Old Oak and Park Royal back on track with HS2 approval for Old Oak Common
PUBLISHED: 17:27 20 May 2020 | UPDATED: 17:27 20 May 2020
The UK’s biggest regeneration project in Old Oak Common is back on track and the mood optimistic despite uncertainty surrounding the Covid pandemic.
A four-hour meeting hosted by the London Policy Forum took place today (May 20) to discuss the development plans of the billion-pound area regeneration project.
This comes as the Old Oak and Park Royal Development Corporation (OPDC) approved a HS2 station in Old Oak Common last night (May 19) and boosted the entire project, which chiefs worried could be abandonedby the new government elected last year.
The station, the biggest being built in the UK, will have 14 platforms, a mix of six high-speed and eight conventional service platforms and a 850m-long station box with volume to fit 6,300 Routemaster buses.
As well as HS2 trains connecting London to the north of England, the station will be served by the Elizabeth Line (Crossrail), Heathrow Express and Great Western trains to Wales and the West of England.
Work on the station starts in June and is projected to take around 10 years.

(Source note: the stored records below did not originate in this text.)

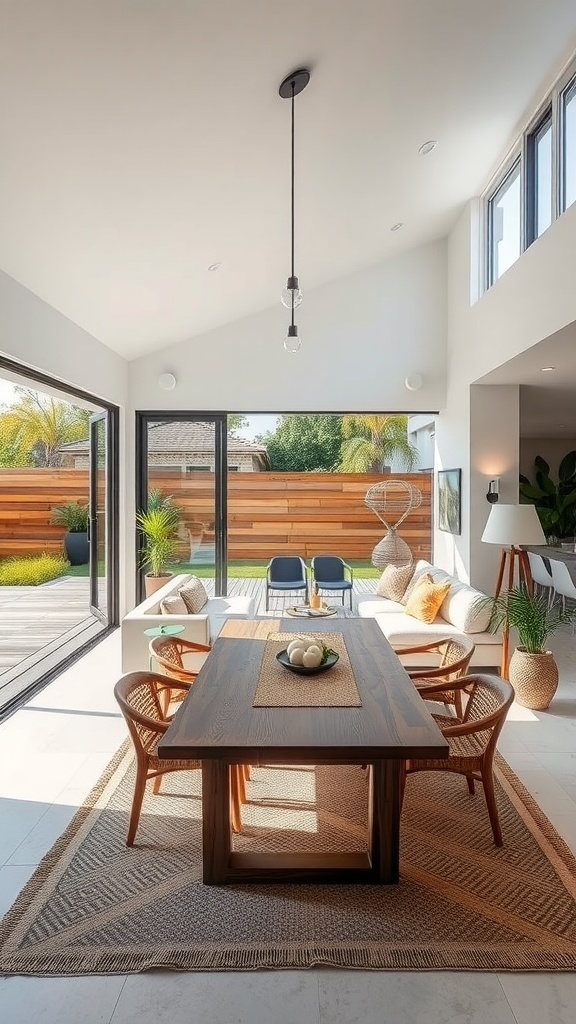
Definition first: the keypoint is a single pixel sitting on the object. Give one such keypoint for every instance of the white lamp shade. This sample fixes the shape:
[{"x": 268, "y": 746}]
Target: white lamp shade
[{"x": 512, "y": 525}]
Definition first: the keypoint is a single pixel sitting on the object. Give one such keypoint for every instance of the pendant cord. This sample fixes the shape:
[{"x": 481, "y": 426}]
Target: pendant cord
[{"x": 292, "y": 183}]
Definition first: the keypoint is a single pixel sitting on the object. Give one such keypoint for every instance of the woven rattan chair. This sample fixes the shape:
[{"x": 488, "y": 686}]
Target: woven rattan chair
[
  {"x": 454, "y": 655},
  {"x": 139, "y": 695},
  {"x": 472, "y": 741},
  {"x": 170, "y": 653},
  {"x": 179, "y": 659}
]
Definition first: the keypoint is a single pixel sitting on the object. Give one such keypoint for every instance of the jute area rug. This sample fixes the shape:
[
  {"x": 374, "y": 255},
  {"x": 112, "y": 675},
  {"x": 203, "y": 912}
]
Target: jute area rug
[{"x": 96, "y": 907}]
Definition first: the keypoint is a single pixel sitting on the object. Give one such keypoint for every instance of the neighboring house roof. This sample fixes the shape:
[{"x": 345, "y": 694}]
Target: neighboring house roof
[{"x": 183, "y": 436}]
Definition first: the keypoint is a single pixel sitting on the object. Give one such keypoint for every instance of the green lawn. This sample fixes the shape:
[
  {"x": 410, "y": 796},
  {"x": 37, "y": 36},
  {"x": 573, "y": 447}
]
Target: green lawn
[{"x": 248, "y": 568}]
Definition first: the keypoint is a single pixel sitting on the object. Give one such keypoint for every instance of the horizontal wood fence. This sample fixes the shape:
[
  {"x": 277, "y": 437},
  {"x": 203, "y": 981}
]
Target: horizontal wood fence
[
  {"x": 27, "y": 498},
  {"x": 297, "y": 513},
  {"x": 268, "y": 513}
]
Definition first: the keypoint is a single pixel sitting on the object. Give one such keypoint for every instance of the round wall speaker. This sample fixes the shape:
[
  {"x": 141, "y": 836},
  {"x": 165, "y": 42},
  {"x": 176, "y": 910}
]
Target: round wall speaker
[
  {"x": 166, "y": 382},
  {"x": 413, "y": 382}
]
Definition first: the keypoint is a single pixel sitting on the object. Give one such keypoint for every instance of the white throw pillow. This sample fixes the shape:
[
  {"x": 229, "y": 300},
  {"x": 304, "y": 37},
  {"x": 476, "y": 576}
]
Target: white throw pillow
[
  {"x": 417, "y": 569},
  {"x": 194, "y": 595},
  {"x": 460, "y": 607},
  {"x": 394, "y": 582},
  {"x": 173, "y": 605}
]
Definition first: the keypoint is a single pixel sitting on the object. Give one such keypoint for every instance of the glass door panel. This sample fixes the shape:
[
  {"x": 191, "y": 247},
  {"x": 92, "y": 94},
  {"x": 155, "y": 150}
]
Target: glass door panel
[{"x": 98, "y": 517}]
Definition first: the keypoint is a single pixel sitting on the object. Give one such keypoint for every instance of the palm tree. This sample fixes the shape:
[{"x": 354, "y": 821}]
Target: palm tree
[
  {"x": 44, "y": 424},
  {"x": 371, "y": 442}
]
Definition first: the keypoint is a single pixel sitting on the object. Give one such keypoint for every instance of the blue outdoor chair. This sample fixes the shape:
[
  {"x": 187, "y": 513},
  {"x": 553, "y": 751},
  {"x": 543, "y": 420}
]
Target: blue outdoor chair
[
  {"x": 331, "y": 572},
  {"x": 286, "y": 572}
]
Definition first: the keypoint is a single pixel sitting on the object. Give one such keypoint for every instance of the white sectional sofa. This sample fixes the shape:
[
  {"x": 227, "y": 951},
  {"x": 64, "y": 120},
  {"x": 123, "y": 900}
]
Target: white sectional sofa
[
  {"x": 203, "y": 627},
  {"x": 458, "y": 614}
]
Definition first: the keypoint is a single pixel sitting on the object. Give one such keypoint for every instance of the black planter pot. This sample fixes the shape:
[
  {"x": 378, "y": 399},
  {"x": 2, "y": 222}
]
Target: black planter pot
[{"x": 76, "y": 547}]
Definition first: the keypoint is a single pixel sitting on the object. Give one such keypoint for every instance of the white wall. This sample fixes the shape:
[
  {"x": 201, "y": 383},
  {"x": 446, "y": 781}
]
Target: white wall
[
  {"x": 40, "y": 338},
  {"x": 361, "y": 337},
  {"x": 534, "y": 299}
]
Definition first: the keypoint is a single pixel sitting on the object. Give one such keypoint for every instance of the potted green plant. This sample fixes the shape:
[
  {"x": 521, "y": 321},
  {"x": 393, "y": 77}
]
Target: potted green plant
[
  {"x": 74, "y": 517},
  {"x": 158, "y": 525},
  {"x": 533, "y": 671}
]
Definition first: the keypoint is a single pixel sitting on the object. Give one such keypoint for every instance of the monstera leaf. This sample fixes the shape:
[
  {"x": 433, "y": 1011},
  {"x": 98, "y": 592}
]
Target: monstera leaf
[{"x": 554, "y": 503}]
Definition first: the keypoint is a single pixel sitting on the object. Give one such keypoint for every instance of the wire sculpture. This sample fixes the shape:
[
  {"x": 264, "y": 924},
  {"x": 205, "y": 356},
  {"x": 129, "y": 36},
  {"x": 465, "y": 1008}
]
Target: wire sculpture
[{"x": 393, "y": 501}]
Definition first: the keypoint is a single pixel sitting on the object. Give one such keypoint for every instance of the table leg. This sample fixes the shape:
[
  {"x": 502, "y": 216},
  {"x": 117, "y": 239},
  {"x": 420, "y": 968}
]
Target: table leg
[
  {"x": 216, "y": 842},
  {"x": 384, "y": 820}
]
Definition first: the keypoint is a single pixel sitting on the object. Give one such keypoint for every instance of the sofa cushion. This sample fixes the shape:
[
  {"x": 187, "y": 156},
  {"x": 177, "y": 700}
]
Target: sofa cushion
[
  {"x": 426, "y": 598},
  {"x": 370, "y": 604},
  {"x": 194, "y": 594},
  {"x": 173, "y": 605},
  {"x": 404, "y": 631},
  {"x": 461, "y": 604},
  {"x": 220, "y": 608},
  {"x": 394, "y": 582}
]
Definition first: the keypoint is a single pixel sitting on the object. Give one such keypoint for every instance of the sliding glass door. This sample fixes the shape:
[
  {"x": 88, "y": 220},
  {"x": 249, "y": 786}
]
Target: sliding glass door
[
  {"x": 181, "y": 461},
  {"x": 98, "y": 519}
]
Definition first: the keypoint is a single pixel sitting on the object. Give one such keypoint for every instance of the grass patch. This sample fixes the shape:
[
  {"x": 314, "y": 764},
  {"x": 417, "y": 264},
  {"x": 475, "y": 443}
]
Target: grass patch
[
  {"x": 254, "y": 569},
  {"x": 31, "y": 570}
]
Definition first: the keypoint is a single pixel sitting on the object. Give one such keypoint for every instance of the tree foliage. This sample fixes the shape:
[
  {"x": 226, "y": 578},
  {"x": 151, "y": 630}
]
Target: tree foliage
[
  {"x": 370, "y": 443},
  {"x": 304, "y": 443},
  {"x": 33, "y": 429},
  {"x": 236, "y": 420}
]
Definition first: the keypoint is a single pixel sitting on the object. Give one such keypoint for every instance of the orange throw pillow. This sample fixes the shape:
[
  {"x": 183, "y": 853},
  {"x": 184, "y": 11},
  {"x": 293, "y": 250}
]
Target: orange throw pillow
[{"x": 425, "y": 599}]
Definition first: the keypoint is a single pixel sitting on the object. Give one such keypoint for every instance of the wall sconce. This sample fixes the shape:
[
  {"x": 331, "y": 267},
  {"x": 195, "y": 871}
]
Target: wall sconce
[{"x": 493, "y": 492}]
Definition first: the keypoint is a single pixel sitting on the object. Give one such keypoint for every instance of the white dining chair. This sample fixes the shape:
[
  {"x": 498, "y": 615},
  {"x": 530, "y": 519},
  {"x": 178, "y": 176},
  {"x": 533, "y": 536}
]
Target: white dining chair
[
  {"x": 564, "y": 584},
  {"x": 540, "y": 576}
]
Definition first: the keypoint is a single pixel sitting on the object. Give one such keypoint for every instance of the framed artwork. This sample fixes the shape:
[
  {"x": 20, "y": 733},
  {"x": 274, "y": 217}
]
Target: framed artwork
[{"x": 449, "y": 482}]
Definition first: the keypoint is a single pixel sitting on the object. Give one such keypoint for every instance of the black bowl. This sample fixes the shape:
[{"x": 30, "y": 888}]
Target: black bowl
[{"x": 301, "y": 670}]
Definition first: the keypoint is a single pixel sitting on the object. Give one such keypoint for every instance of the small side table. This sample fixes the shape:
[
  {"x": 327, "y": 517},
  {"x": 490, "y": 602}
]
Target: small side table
[{"x": 170, "y": 630}]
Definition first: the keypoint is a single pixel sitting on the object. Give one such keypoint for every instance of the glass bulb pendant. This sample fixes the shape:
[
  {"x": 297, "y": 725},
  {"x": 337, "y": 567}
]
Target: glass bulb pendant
[
  {"x": 291, "y": 342},
  {"x": 291, "y": 295}
]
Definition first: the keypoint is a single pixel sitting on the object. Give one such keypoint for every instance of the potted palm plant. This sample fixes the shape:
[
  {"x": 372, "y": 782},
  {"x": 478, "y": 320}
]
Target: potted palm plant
[
  {"x": 74, "y": 517},
  {"x": 533, "y": 671},
  {"x": 158, "y": 524}
]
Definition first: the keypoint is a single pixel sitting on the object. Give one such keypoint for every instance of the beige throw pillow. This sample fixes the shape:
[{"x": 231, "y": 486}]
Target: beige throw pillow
[
  {"x": 173, "y": 605},
  {"x": 394, "y": 582},
  {"x": 194, "y": 594}
]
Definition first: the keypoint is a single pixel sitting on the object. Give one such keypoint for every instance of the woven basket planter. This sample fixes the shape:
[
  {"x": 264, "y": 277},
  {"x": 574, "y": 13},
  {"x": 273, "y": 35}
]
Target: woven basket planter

Liz Peace, chair of OPDC said the station will have “unrivalled connectivity which makes it such an important area for regeneration”.
Old Oak Common station will sit in the centre of a “new town” that will “transform one of London’s most inaccessible areas” and take 20 to 30 years to complete, bringing benefits to Harlesden and surrounding areas.
The corporation, founded by Boris Johnson in 2015 when he was mayor of London, is responsible for the project to develop 24,000 homes on an area covering 650 hectares,
The sprawling site takes in Brent, Ealing, Hammersmith & Fulham local authorities.
Earlier plans involved OPDC unlocking land in Old Oak North near Willesden Junction, largely owned by Cargiant, a second-hand car dealership.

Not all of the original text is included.